Samstag, 10. Juni 2017

Rebecca

„Alles, was man anfassen kann, ist nicht von Dauer.“ (Tiger & Dragon)
Vor einigen Wochen war ich auf der Jahreshauptversammlung der Eigentümer unseres Hauses. Sie findet traditionell in einem Landgasthof im Schwarzwald statt, weil die Mehrheit der Eigentümer aus Baden-Württemberg ist. Wir treffen uns zur Sitzung um 18 Uhr, arbeiten die Tagesordnung ab und sitzen dann beim Abendessen zusammen. Nach dem Essen machen wir jedes Mal, auf Anregung einer Psychoanalytikerin, die zwei Wohnungen im ersten Stock besitzt, ein Spiel. Wir sollen reihum erzählen, welche Person wir gerne aus der Eigentümergemeinschaft bzw. aus dem Haus entfernen möchten. Wer soll gehen, warum und vor allem wie? Zu vorgerückter Stunde und nach ein paar Gläsern badischem Wein neigen einige der Anwesenden zu drastischen Scherzen und empfehlen nicht nur Umzüge, sondern schildern tödliche Unfälle. Es ist natürlich alles nur ein Spaß.
Ich habe mir bei dieser Gelegenheit erlaubt, die Ermordung von Otto Laienbäcker zu beschreiben, der als Staatssekretär im Innenministerium arbeitet und mein Nachbar im dritten Stock ist. Er muss sterben, weil er aufgrund seiner Kontakte zu den Nachrichtendiensten zu viel weiß. Wir haben sehr gelacht, Herr Laienbäcker kennt meine Arbeit als Schriftsteller und meine Phantasie als Autor zahlreicher Kriminalromane und Kurzgeschichten.

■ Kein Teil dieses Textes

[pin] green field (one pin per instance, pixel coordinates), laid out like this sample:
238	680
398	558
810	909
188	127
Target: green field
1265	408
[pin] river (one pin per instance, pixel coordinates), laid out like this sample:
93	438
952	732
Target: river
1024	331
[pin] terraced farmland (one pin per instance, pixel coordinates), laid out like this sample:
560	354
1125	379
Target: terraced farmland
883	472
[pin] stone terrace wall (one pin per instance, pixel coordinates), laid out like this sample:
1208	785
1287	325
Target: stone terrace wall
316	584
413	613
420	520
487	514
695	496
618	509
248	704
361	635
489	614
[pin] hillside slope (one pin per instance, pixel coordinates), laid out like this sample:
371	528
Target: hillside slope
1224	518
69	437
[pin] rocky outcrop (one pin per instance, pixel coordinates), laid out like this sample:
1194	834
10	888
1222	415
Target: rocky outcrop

Am nächsten Morgen fuhren wir alle wieder nach Hause. Die Berliner Fraktion, darunter auch der Staatssekretär und ich, fuhr in die Hauptstadt zurück. Am gleichen Tag habe ich meine mündliche Erzählung vom Vorabend notiert und kurz darauf in meinem Blog veröffentlicht.

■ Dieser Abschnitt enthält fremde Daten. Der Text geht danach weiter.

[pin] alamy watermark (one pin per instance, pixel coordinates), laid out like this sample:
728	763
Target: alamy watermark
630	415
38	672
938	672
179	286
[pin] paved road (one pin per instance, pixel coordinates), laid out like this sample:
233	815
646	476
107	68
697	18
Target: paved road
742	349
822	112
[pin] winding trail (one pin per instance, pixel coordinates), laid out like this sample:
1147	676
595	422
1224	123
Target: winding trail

Ich schicke diese kurze Erzählung vorweg, um die nachfolgende Szene zu erklären. Denn offensichtlich hatte mein alter Freund T. von diesem Ritual erfahren und meine Geschichte gelesen. Da er beruflich eine sehr delikate Position bekleidet, die äußerste Diskretion erfordert, war sein Anruf kurz und kryptisch.
„Rebecca“, sagte er nur und legte wieder auf.
Das Spiel kannte ich. Ich sah mir das Kinoprogramm an und tatsächlich lief am Abend im Moviemento in Kreuzberg der Hitchcock-Film von 1940 in der Spätvorstellung.
Mit der U7 fuhr ich bis zum Hermannplatz und lief an diesem milden Juniabend die letzten Meter bis zum Kino auf dem Kotti. Laut Eigenwerbung ist es das älteste Kino Deutschlands, die rüstige Dame sollte man also mit allen gebotenen Mitteln unterstützen. Ich kaufte zwei Beck’s.
Wie erwartet war das Kino fast leer. Ein Dreiergrüppchen saß in der Mitte, etwas abseits zwei monolithische Cineasten. Ich setzte mich in die letzte Reihe. So hatte ich alles im Blick und noch nicht einmal der Filmvorführer konnte mich sehen.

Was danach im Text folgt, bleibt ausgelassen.